The engineering services firm was suspended from competing for contracts with the Abu Dhabi oil firm last week as a UK Serious Fraud Office (SFO) investigation rolls on.
GlobalData said it leaves Petrofac with an “embargo” across parts of the Middle East, with the UAE’s Adnoc adding to “punitive measures” imposed in Iraq and Saudi Arabia.
British national and former head of sales, David Lufkin, pleaded guilty in January to further charges of bribery related to $3.3bn of contract awards to Petrofac in the UAE between 2012 and 2018.
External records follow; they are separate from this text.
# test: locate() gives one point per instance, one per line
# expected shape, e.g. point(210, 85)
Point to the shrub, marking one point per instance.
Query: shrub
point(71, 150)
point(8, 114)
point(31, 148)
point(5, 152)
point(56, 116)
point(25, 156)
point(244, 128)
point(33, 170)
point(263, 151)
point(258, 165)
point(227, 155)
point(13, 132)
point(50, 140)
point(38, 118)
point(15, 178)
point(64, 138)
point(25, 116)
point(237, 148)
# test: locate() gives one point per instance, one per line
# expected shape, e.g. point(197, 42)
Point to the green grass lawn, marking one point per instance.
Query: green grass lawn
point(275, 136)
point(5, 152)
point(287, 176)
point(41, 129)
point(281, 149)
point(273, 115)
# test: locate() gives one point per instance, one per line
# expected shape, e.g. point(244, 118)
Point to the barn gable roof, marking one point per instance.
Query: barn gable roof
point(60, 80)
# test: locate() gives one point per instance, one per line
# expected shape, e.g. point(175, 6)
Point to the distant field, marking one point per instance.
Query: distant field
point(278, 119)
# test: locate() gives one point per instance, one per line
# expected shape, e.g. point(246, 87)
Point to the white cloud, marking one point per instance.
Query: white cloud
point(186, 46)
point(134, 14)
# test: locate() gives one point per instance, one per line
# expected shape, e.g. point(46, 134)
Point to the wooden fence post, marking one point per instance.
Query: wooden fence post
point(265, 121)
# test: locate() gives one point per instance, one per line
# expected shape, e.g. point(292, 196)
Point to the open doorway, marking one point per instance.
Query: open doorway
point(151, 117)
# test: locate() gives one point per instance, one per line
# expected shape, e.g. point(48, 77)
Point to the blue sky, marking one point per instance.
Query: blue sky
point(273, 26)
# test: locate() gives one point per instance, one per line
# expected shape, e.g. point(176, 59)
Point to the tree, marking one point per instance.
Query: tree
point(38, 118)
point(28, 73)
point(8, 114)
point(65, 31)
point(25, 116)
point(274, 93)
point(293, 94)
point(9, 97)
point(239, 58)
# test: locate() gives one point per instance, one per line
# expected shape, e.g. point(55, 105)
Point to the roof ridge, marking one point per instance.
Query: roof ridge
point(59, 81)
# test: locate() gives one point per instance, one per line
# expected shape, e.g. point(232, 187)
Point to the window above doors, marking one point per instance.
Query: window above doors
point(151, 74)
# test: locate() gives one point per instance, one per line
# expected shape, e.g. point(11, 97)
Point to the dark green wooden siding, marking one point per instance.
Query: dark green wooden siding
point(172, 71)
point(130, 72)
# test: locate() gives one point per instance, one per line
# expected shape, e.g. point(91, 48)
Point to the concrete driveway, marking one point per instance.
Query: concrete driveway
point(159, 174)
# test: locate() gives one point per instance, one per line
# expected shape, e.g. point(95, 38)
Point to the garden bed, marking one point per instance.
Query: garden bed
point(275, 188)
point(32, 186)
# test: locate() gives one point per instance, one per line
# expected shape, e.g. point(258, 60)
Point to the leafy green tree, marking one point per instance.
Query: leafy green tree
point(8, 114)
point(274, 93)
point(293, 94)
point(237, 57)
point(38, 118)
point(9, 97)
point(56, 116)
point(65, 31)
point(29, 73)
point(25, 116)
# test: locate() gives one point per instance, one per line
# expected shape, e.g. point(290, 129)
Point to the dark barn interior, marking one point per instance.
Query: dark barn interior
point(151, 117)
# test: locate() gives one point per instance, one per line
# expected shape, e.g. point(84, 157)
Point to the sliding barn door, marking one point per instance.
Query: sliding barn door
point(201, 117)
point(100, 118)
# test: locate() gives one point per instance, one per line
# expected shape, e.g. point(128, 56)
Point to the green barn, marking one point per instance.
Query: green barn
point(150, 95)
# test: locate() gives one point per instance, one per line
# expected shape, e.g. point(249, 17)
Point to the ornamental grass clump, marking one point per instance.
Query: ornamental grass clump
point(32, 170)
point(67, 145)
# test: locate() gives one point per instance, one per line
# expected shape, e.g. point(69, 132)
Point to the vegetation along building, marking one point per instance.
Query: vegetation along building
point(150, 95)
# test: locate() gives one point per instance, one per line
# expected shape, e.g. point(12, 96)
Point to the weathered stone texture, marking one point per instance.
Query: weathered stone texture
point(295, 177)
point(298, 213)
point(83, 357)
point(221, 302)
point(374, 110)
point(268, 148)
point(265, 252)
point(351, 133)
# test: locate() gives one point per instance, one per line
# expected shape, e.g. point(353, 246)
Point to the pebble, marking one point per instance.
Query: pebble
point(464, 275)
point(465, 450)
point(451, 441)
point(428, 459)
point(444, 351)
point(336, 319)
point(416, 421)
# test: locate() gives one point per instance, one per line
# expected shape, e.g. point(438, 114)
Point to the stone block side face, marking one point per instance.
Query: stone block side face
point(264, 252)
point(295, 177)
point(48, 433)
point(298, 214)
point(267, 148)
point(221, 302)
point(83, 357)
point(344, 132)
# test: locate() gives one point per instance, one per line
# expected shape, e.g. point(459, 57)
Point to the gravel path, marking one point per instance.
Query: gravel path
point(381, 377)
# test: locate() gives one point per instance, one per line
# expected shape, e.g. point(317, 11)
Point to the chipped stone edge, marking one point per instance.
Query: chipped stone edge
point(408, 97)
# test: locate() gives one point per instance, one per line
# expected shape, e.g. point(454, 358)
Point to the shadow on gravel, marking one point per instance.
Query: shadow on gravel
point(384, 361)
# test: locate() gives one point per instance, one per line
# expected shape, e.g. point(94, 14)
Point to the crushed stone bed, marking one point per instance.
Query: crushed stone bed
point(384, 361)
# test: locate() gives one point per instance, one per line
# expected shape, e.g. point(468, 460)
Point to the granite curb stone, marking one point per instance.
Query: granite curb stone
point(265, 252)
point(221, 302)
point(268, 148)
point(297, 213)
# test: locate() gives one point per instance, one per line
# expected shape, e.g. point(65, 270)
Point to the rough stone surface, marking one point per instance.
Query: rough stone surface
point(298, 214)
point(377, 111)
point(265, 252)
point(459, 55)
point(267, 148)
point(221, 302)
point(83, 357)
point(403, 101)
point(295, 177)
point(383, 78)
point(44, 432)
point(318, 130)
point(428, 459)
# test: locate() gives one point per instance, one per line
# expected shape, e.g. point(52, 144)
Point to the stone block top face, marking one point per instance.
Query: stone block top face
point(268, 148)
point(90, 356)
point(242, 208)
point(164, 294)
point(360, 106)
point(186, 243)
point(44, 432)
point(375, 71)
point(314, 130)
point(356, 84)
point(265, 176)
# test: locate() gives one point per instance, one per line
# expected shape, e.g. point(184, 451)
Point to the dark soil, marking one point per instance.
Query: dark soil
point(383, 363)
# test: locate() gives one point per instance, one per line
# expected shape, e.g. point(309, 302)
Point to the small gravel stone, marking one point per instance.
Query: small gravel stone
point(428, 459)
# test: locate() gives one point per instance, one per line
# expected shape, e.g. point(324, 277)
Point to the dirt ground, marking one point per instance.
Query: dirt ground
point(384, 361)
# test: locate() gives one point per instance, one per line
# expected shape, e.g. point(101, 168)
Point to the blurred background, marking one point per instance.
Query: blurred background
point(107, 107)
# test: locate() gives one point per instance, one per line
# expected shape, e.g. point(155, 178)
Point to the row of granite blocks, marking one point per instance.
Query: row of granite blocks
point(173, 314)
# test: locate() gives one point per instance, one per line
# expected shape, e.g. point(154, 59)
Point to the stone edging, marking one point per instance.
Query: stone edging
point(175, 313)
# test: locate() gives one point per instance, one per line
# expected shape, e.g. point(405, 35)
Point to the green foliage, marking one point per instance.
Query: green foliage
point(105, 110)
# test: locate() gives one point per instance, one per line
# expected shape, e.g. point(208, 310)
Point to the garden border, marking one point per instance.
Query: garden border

It came following earlier guilty pleas to charges related to contracts in Iraq and Saudi Arabia, with the latter’s state operator Saudi Aramco “continuing to boycott the UK firm”, GlobalData said.
Petrofac has been asked to comment.
GlobalData highlighted that the UAE accounted for around 10% of Petrofac revenues in 2019.
It was also expected to be in the running for key engineering, procurement and construction (EPC) deals in Abu Dhabi, notably the larger onshore package for the estimated $1.65bn Dalma sour gas field megaproject.
Oil and Gas editor of GlobalData’s “Meed” platform for the Middle East, Indrajit Sen, said the ban has therefore “come as a harder blow for the company’s energy business prospects”.
In 2019, Mr Lufkin pleaded guilty to 11 counts of bribery related to contracts worth $3.5bn in Saudi Arabia and $730m in Iraq.
Mr Sen said: “The scandal has since caused Petrofac to lose out on project opportunities in both those markets.
“According to sources, while operators in Iraq have relaxed punitive measures on Petrofac, allowing the contractor to bid for a few specific projects, Saudi Aramco continues to boycott the UK firm, not inviting it to bid for its projects.”